Lo que vamos a tratar en este artículo recuerda lejanamente al escándalo de Volkswagen en 2015. La compañía alemana fue acusada de instalar un software en millones de vehículos diésel para engañar a los reguladores de emisiones. Este software detectaba cuándo el automóvil estaba siendo sometido a pruebas de emisiones en un laboratorio. Durante estas pruebas, el software activaba un modo de funcionamiento que reducía las emisiones de óxidos de nitrógeno para cumplir con los estándares regulatorios.

quién mueve la rueda

El caso no nos ha venido a la cabeza sin más: la IA se ha convertido en una prioridad para numerosas industrias, y esto deja el terreno abonado para que aflore la picaresca. Esta tecnología atrae clientes, y quién nos libra de que en pos de la supuesta reducción de costes que conlleva no caigamos en el todo vale.

Es fácil, por ejemplo, prometer una reducción de costes con el uso de IA generativa para crear ciertos productos o servicios; sin embargo, la realidad es que habitualmente, la obtención de resultados no es inmediata. Todos los que la usamos nos hemos enfrentado a un sinfín de pruebas antes de tener un prompt que nos proporcione resultados cercanos a los que necesitamos, y aún así lo más cercano requiere siempre retoques en mayor o menor medida. E incluso cuando por fin tenemos “El Prompt” nos damos cuenta de que con el tiempo los resultados comienzan a alejarse hasta que tenemos que volver a ajustarlo. 

Como consecuencia tenemos un reducido grupo de personas que le tendrá que echar muchas horas a la obtención de dichos productos o servicios, ya que la IA generativa no puede, de momento, proporcionar el objetivo con la precisión o la calidad mínima necesaria a la primera.

Los trabajadores implicados han de cargar con el sobretrabajo necesario para que los servicios vean la luz, y así poder fidelizar clientes y atraer a otros nuevos.

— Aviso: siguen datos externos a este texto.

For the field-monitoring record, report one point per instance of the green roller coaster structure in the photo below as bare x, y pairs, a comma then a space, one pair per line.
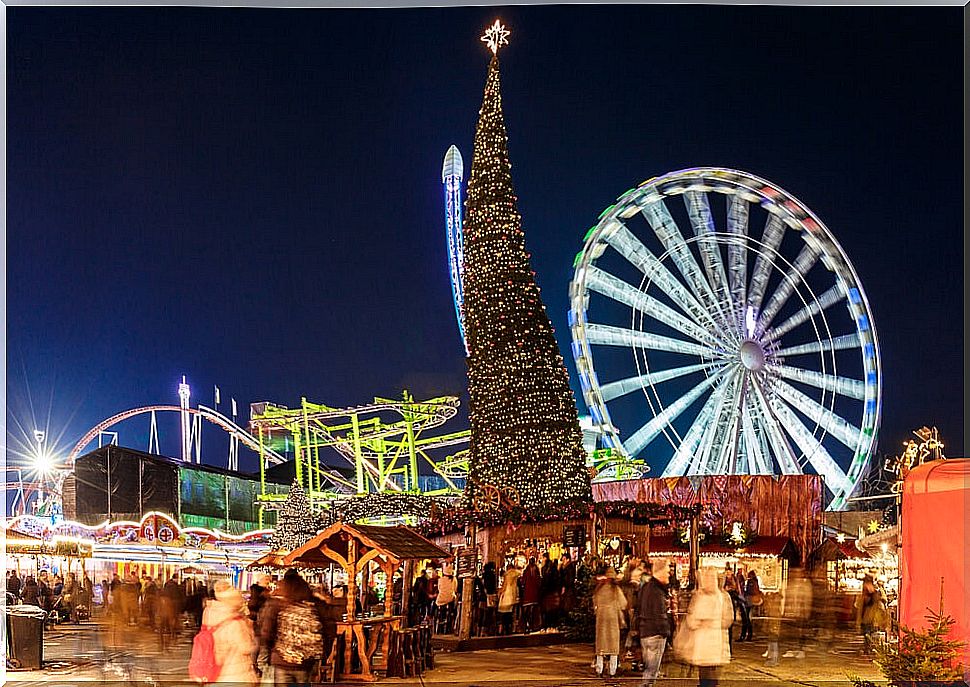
385, 442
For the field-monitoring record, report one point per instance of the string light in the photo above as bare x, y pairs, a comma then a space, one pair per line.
524, 425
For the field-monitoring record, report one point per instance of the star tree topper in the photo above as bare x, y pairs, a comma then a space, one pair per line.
496, 36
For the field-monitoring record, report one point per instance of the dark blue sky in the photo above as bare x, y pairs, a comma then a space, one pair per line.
252, 197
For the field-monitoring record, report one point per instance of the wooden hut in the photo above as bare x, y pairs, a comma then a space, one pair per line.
353, 548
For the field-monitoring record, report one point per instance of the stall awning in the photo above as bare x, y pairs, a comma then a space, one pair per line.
397, 543
781, 547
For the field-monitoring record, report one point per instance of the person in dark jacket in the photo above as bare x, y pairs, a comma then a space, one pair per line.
550, 590
653, 613
31, 591
13, 584
531, 585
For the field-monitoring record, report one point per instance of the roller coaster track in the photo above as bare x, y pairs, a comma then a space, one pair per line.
212, 416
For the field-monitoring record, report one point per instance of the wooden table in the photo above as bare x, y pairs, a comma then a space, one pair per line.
380, 632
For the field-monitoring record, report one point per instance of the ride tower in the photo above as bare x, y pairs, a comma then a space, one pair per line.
452, 171
525, 433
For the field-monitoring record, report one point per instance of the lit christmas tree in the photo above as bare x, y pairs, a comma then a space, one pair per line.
296, 524
524, 426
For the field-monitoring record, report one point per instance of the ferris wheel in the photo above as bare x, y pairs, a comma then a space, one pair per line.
753, 346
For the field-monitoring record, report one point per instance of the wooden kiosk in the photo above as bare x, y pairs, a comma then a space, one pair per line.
354, 547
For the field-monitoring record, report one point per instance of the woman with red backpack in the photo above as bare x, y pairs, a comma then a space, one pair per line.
223, 649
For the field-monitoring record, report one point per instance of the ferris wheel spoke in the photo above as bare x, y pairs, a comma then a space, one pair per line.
658, 216
630, 247
836, 344
688, 448
726, 461
844, 386
812, 448
755, 450
648, 432
832, 423
826, 300
782, 450
607, 335
806, 259
622, 292
737, 249
774, 231
704, 463
622, 387
699, 211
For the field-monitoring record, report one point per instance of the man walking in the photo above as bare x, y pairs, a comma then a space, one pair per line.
653, 609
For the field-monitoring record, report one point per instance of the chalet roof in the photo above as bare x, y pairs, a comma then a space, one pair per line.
398, 543
761, 546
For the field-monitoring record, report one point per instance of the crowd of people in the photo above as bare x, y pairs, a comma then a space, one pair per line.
287, 627
640, 611
64, 600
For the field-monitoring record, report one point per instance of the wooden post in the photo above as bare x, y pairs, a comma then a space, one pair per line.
406, 591
695, 551
467, 588
351, 577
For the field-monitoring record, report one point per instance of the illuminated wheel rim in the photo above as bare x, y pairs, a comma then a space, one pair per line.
743, 362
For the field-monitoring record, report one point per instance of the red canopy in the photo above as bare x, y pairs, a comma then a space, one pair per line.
936, 513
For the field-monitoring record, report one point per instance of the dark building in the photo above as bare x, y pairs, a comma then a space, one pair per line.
118, 483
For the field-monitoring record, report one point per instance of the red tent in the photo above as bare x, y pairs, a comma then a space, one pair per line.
936, 544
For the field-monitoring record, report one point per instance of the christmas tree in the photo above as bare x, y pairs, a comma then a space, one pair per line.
296, 524
524, 425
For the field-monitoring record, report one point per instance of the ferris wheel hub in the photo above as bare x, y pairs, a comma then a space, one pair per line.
752, 355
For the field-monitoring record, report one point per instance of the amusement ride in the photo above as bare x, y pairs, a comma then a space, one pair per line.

Una vez que el trabajador se convierte en un «experto en IA» se supone que puede propiciar ahorro y eficiencia, pero, ¿es esto real, o para cada caso concreto y ámbito distinto hacen falta N intentos, refinamientos periódicos, y/o retoques en los resultados?

El cliente puede que obtenga lo que necesita, pero no sabe que no solo hay IA tras ello, sino mano de obra humana (en muchos casos, barata o no bien recompensada). Y volvemos a Volkswagen: en este caso, la marca «tropezó» con investigadores independientes que descubrieron el pastel, con repercusiones legales, multas millonarias y daños graves a su reputación. El supuesto que estamos proponiendo aquí es mucho más difícil de demostrar, pero estamos seguros de que ya existe y se propaga por el aire como un germen contagioso. 

La promesa de la IA a menudo supera su capacidad real. El uso engañoso de esta tecnología no solo impacta a los empleados directamente involucrados, sino también a las empresas y clientes que están creyendo que es IA todo lo que reluce. Esto genera numerosas preguntas éticas y nos recuerda que hay agentes que intentan mantener un diálogo abierto y honesto con los stakeholders (en el sentido que le da Edward Freeman), y trazar un camino coherente, seguro y sostenible, pero también que los hay que rubrican dichos esfuerzos mientras se esfuerzan en el camino justamente opuesto: nada nuevo bajo el sol.

¿Y si es lo de siempre, a qué viene alarmarse? A que aún no nos hemos dado cuenta de que «es lo de siempre» pero con algo nuevo, algo que tiende a ser nosotros mismos pero infinitamente más poderoso.